IDEX’s work is founded upon an anti-capitalist “Theory of Change” which claims that “community-based organizations” should strive to “create/innovate new systems to end poverty,” and should promote “egalitarian practices” to replace “existing [capitalist] economic and political systems” that “exclude and marginalize populations including small farmers, indigenous peoples, women, rural communities, land stewards, fisherfolks and slum dwellers.”
One of IDEX’s major initiatives is its Food Sovereignty program, which claims that “the people who produce, distribute and consume food” in various countries and cultures should be “at the center of decisions on food systems and policies” that are administered at the local level, rather than the “markets and corporations” that “have come to dominate the global food system.” “Redistributive agrarian reforms,” says IDEX, are “not possible” in “capitalist” countries where there is “unequal land ownership” and “hierarchical top-down decision making.”
IDEX’s Alternative Economies program laments that “indigenous communities” with “traditional,” local-level economies that “have thrived for thousands of years,” are now being threatened by “the global market-based system” that “has encroached” on them “with devastating effect.” To address this problem, a number of IDEX’s partners are promoting new models for “locally led and community-centered economies” founded on “fair and equitable practices.” One example is what IDEX terms the “solidarity economy,” which “functions on the principles of respect for nature and human beings, the right to work, education, health, rest, and a dignified life.”

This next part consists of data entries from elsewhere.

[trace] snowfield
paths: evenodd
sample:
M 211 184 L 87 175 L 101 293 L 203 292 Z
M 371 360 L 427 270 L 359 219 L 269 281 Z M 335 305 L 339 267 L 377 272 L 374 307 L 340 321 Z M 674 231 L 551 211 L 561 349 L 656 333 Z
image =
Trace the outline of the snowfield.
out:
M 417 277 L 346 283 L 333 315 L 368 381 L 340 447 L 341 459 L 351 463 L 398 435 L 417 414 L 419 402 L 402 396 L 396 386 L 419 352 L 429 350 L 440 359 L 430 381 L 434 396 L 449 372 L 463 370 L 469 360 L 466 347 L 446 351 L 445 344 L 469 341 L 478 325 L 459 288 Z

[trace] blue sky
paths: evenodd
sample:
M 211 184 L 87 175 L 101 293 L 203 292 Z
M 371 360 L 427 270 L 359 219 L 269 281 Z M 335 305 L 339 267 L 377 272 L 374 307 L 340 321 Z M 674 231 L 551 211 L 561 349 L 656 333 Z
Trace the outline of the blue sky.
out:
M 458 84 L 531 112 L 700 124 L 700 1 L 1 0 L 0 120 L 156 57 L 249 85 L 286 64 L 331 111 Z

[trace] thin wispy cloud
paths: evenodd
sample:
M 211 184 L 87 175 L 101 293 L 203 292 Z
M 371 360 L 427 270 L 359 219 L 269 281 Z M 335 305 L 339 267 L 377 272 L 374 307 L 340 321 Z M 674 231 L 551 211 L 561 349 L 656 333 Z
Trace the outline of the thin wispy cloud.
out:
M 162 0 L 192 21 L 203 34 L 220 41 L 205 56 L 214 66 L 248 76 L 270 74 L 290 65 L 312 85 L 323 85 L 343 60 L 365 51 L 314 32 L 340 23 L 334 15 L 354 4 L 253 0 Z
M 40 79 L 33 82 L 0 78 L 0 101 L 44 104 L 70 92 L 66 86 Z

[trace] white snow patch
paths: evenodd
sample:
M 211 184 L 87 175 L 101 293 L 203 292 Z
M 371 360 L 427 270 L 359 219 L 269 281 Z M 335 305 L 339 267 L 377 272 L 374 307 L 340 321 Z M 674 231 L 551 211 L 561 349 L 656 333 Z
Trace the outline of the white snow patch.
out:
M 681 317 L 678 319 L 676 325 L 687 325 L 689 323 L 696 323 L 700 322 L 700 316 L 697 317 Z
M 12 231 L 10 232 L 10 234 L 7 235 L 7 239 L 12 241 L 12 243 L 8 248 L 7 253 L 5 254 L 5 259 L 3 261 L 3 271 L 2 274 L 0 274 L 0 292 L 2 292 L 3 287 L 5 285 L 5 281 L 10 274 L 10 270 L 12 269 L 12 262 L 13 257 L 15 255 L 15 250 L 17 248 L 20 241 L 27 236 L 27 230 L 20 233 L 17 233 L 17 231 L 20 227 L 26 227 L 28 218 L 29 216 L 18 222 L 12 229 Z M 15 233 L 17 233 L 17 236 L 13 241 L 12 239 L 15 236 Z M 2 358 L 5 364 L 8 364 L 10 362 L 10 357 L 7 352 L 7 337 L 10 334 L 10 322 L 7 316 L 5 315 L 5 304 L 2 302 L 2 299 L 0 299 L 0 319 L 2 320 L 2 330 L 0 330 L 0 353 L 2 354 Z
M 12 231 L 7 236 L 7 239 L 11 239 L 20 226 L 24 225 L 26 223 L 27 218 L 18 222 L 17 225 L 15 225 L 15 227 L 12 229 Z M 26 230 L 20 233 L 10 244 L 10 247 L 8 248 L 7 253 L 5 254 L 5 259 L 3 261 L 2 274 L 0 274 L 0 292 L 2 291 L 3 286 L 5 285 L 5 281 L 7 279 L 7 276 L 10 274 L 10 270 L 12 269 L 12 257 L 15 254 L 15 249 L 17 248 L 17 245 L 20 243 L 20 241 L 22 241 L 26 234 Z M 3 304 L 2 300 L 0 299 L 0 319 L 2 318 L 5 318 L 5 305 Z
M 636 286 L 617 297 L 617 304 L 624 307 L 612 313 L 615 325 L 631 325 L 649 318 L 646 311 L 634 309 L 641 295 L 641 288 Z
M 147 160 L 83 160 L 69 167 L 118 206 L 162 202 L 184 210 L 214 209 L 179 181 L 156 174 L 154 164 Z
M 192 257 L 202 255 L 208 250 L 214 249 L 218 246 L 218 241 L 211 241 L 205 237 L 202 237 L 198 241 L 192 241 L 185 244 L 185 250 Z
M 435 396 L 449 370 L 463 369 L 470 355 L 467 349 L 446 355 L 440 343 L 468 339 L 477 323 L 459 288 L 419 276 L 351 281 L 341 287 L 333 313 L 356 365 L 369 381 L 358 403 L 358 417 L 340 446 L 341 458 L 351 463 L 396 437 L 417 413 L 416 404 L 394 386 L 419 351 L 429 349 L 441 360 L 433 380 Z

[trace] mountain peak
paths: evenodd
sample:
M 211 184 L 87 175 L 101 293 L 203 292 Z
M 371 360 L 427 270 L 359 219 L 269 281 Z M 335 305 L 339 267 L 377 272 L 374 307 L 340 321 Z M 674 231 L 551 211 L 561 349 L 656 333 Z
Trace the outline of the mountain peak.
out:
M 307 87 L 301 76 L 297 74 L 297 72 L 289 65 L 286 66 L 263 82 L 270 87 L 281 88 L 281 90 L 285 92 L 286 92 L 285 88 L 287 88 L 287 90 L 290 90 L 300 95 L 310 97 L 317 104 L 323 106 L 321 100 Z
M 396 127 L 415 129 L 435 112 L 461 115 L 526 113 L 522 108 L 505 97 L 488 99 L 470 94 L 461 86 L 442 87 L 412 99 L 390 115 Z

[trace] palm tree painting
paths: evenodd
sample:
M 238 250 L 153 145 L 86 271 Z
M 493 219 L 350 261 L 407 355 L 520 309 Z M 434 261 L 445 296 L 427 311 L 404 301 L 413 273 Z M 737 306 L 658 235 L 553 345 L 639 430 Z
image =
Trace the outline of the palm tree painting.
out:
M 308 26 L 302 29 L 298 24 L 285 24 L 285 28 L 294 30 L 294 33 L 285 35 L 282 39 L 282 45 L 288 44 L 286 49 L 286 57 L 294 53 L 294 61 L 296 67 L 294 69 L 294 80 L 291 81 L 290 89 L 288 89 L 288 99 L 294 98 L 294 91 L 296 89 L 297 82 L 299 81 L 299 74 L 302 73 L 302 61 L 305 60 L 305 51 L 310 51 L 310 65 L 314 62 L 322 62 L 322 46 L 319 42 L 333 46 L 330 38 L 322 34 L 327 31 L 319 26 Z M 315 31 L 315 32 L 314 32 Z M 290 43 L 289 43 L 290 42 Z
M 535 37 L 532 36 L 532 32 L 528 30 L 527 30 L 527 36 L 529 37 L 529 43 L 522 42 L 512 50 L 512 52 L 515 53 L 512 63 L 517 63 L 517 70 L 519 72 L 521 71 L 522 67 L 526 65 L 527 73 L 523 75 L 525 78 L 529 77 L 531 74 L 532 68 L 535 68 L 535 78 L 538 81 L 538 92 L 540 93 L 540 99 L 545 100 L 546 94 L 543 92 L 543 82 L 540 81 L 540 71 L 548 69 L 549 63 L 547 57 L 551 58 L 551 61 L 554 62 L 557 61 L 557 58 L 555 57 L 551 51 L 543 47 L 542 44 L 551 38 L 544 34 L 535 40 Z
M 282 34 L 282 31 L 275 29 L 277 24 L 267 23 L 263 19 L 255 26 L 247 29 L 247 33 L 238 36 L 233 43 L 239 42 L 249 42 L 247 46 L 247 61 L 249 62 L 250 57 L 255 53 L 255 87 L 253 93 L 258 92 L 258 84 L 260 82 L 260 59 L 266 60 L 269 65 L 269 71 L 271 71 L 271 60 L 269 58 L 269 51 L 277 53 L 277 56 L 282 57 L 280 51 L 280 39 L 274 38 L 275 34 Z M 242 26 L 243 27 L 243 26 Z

Yet another vital IDEX project is its Environment program, which is rooted in the premise that “greenhouse gases” associated with the industrial activities of “rich countries” are a major cause of potentially catastrophic “climate change.” Evidence of climate change, says IDEX, is apparent in the increased levels of “erratic weather patterns and … natural disasters” like “flooding, droughts, cyclones, [and] storms” that have allegedly occurred around the world in recent decades. IDEX purports to be particularly troubled by the fact that while “most of the greenhouse gases that cause climate change” are produced by industrialized nations, “it’s the poorest countries” of “the Global South” that “are feeling the effects most acutely” — even though they “contribute least to climate change.” To address such inequities, IDEX favors the implementation of redistributive measures designed to compensate the poorer countries for their hardships.
In addition to its grantmaking activities, the International Development Exchange also administers a California-based IDEX Academy that seeks to educate philanthropy professionals about “the power of grassroots-led solutions.”
In November 2015, IDEX established a legal partnership with the Black Lives Matter (BLM) movement. Though IDEX does not act officially as BLM’s fiscal sponsor, the Exchange is able to receive grants and tax-deductible donations on BLM’s behalf. IDEX also provides BLM with fiduciary oversight, financial management, and other administrative services. Moreover, IDEX identifies BLM as one of its “philanthropic partner[s],” stating that: “BLM has agreed to make a donation in support of IDEX’s grassroots partners in Zimbabwe and South Africa in lieu of an administrative fee for IDEX’s support. Our partnerships will build alliances for mutual solidarity, learning, and social transformation across global movements.”